Paper No. 11-4
Presentation Time: 2:35 PM
3-D PHOTOGRAMMETRY MODELS FROM NEAR DEATH VALLEY, CA: A NEW PARADIGM FOR GEOSCIENCE RESEARCH AND EDUCATION
Digital mapping and high-resolution terrain models from Structure-from-Motion/Multiview Stereo (SM) photogrammetry provide new tools that can replace some field experiences and broaden interest in geosciences; a hypothesis we are testing with new data from the Death Valley CA region. Many universities are seeing decreased numbers of majors in their undergraduate programs that may be related to the continued pandemic but also is a continuation of a more long-term trend in the US of cyclic enrollment driven by job markets. In response to the pandemic many faculty have struggled to adapt lab and lecture courses to remote learning experiences and Google Earth has become a proxy for some field experiences. Even prior to the pandemic, many institutions were reducing or eliminating field trips and courses because they were considered potentially dangerous and expensive. The dropping number of undergraduate majors put many geoscience programs in danger of elimination or required mergers with other programs such as environmental science and meteorology in order to increase their enrollments.

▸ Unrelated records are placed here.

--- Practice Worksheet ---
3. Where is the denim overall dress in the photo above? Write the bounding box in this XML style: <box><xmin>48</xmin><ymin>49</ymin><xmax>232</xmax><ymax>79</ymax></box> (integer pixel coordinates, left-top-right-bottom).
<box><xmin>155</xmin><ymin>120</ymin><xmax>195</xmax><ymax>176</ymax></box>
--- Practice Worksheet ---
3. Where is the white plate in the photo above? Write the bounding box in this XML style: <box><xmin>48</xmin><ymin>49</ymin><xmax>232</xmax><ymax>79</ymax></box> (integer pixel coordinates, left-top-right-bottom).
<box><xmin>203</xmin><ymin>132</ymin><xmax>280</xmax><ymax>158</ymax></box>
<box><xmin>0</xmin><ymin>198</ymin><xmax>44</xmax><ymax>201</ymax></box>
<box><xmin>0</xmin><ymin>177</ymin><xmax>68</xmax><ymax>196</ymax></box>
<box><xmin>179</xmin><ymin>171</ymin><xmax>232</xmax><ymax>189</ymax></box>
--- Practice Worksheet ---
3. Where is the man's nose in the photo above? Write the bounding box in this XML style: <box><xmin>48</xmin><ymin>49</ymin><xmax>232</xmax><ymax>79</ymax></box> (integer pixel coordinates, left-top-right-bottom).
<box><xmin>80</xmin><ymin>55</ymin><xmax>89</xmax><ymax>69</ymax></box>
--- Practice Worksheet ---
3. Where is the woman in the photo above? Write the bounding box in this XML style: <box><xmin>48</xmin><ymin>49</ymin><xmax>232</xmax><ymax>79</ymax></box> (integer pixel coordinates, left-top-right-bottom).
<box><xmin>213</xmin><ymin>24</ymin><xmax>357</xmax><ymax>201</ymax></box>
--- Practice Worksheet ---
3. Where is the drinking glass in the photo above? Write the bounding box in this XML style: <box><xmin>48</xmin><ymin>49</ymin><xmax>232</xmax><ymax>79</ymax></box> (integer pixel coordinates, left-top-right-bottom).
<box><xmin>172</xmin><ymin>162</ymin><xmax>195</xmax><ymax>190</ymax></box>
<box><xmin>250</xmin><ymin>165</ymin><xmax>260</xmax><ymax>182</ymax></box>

These are not necessarily all bad changes; the merging of programs and reduction of field activities was highly beneficial in some cases but for many faculty it entailed the loss of what is often considered critical aspects of the teaching of geology. Our view of these changes are mixed but we contend it is time to change how we present field geology and the tools that have been used for, in some cases, more than a century. We have developed SM terrain models from the Death Valley region to test several methods applicable to both teaching and research and will showcase some of these techniques in this presentation.